McCain wants compelling, plot-driven adult fiction that earns the 'upmarket' label through voice and thematic depth, not just literary ambition. BIPOC and Caribbean literature are called out specifically, as are underrepresented voices more broadly. A gritty 80s or early 90s New York City setting — maintained rigorously throughout the novel, not deployed as backdrop — is a declared wish. The literary touchstones (Baldwin, Ellison, Selby, Walker, Achebe) signal that the benchmark is high, but the commercial instinct from journalists like Didion and cultural critics like bell hooks is equally present.
Personal narrative that carries the same emotional and cultural weight as the fiction list. The taste runs toward memoirs that are unflinching, community-rooted, and literary without being insular. Works in the tradition of All Boys Aren't Blue and Grand Central Winter — voices from the margins rendered with precision and humanity — represent the target zone.
McCain is drawn to long-form investigative work that centers on a lesser-known but compelling person or family — the kind of deeply reported narrative that reshapes how readers understand a community or era.

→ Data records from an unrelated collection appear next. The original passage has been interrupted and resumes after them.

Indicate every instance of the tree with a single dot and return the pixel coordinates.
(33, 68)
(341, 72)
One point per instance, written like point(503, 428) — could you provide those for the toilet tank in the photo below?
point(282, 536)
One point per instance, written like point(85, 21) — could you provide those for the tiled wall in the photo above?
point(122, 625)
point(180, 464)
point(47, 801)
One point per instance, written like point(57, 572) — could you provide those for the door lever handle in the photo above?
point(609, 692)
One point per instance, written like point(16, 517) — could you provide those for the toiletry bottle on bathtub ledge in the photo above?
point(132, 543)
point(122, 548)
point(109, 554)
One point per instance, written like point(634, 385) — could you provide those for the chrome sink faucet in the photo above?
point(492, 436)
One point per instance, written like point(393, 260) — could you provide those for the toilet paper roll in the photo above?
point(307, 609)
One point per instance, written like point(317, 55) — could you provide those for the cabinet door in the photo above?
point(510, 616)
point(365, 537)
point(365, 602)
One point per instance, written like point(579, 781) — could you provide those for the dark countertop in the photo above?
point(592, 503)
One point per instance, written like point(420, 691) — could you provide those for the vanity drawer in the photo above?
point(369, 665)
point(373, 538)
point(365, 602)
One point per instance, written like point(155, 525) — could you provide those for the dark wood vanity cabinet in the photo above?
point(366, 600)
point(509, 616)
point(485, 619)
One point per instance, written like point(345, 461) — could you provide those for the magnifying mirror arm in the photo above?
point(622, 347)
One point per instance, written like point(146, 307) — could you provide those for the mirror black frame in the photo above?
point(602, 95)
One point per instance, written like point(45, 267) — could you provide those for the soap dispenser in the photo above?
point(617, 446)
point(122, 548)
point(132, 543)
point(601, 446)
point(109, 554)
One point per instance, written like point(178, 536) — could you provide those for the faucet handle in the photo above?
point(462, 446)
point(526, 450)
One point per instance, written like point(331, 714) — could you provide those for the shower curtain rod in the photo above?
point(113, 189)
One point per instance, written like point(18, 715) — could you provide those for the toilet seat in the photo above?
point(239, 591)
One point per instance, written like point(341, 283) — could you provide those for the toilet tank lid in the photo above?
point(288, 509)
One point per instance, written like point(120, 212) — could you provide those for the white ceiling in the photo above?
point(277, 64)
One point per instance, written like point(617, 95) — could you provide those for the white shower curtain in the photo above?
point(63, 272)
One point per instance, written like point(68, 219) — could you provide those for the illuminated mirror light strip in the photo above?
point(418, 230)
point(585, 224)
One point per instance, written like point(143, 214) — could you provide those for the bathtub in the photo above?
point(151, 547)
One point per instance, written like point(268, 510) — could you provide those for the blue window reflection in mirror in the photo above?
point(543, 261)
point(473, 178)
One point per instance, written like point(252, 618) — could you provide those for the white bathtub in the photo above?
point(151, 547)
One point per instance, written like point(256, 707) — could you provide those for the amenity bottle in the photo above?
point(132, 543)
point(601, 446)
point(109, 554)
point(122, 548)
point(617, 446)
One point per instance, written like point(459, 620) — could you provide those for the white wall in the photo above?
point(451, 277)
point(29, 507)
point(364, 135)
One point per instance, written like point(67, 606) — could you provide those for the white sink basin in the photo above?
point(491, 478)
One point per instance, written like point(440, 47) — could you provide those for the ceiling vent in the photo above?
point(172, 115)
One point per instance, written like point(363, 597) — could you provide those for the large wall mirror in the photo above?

Previous publication bylines are a non-negotiable requirement; query without them will not be considered. The models here are immersive, detail-rich books in the tradition of Random Family and Show Me a Hero.
Pop culture nonfiction sits on the list, though it is less elaborated than journalism or memoir. Given the broader taste profile — Hip Hop, urban TV, gritty cinema — the most natural fit would be culturally grounded pop-culture analysis or social history rather than light celebrity fare.
Not the right fit
Taste fingerprint
How to query Rachel
McCain is currently marked CLOSED — check the Gold Dust Literary website and live submission form to confirm current status before sending anything.
The stated response window is 12 weeks; silence after that point signals a pass, so do not follow up before the window closes.
Lead with voice and cultural specificity in your query letter: McCain's touchstone books all share a distinct, indelible narrative voice — demonstrate yours in the first paragraph.
If querying for investigative nonfiction, list your publication bylines explicitly and early in the letter; this is a stated hard requirement, and burying it will not help.
The TV and film references (The Deuce, Euphoria, The Get Down, City of God) are precise comp signals — if your book genuinely shares that gritty, culturally textured register, say so briefly and specifically rather than reaching for a generic literary comparison.
For fiction set in 1980s/early 90s New York City, make clear in the query that the setting is integral and sustained throughout the book, not incidental — McCain specified this as a requirement, not just a preference.
Avoid positioning your work as literary for its own sake; the taste profile consistently rewards commercial accessibility alongside thematic depth.